Лишь только рассвело, Мар отправилась в Барселону. Надев свою лучшую одежду и немногие драгоценности, которые у нее были, распустив по плечам вымытые волосы, она забралась на мула с помощью Эстеве и пришпорила животное.
— Смотри за домом, — велела она слуге, прежде чем мул сдвинулся с места. — А ты помогай отцу, — добавила она, повернувшись к мальчику.
Эстеве подтолкнул Жоана, которому предстояло идти за мулом.
— Делай, что тебе скажут, монах, — угрюмо произнес здоровяк.
Понурив голову, Жоан едва успевал волочиться за Мар.
Что теперь будет?
Этой же ночью, когда с него сняли повязку, Жоан предстал перед Мар. Освещенная дрожащим светом факелов, которые горели на круглой стене башни, она с презрением посмотрела на него и плюнула ему в лицо.
— Ты не заслуживаешь прощения… но ты можешь понадобиться Арнау, — сказала дочь бастайша. — Только из этих соображений я не убила тебя собственными руками.
Маленькие заостренные копыта мула тихо цокали по твердой земле. Жоан слушал это размеренное цоканье, не отрывая взгляда от своих ступней. Когда Мар сняла с него повязку и плюнула ему в лицо, он сознался ей во всем.
Он рассказал о своем заговоре с Элионор, о том, с какой ненавистью он усердствовал в жестоких делах инквизиции.
Мул послушно продолжал двигаться по направлению к Барселоне.
Жоан почувствовал запах моря, которое все время было рядом с ним на протяжении его необычного путешествия.
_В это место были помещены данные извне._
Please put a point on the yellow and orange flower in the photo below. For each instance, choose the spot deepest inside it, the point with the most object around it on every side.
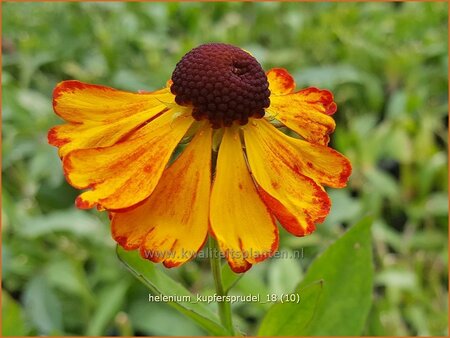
(232, 180)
Солнце пекло вовсю, когда Аледис вышла из таверны дель Эстаньер и смешалась с толпой, двигавшейся по площади Льяна.
Барселона уже проснулась.
Несколько женщин с ведрами, тазами и кувшинами в руках стояли в очереди у колодца Кадена, находившегося возле самой таверны. Другие выстроились перед мясной лавкой на противоположной стороне площади.
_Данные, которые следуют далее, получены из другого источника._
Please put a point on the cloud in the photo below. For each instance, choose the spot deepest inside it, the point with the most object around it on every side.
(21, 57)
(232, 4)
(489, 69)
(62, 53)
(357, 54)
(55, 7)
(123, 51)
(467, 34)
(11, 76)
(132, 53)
Все громко разговаривали и смеялись.
Она хотела выйти пораньше, но задержалась, потому что нужно было снова переодеться, разыгрывая из себя вдову. Девушки, вместо того чтобы помочь ей, беспрерывно болтали, спрашивая, что теперь произойдет, что будет с Франсеской, сожгут ли ее на костре, как утверждали двое кабальеро.
По крайней мере, никто не присматривался к ней, когда она шла по улице Бория по направлению к площади Блат.
Аледис чувствовала себя необычно. Она всегда привлекала внимание мужчин и вызывала презрение у женщин, но сейчас, при такой жаре, запарившись в этой черной одежде, «вдова» не заметила ни одного заинтересованного взгляда, даже брошенного вскользь.
Шум на площади Блат свидетельствовал о том, что там еще больше людей, солнца и жары.
Она вспотела, чувствуя, как тесно ее грудям от сжимавших их альфард.
Прямо перед большим рынком Барселоны Аледис повернула направо и, стараясь находиться в тени, пошла по улице Семолерс до площади Оли, куда хозяйки приходили за лучшим в городе оливковым маслом. Перейдя через площадь, она дошла до родника Святого Иоанна, где стоявшие в очереди женщины тоже не обратили внимания на вдову, которая проходила мимо.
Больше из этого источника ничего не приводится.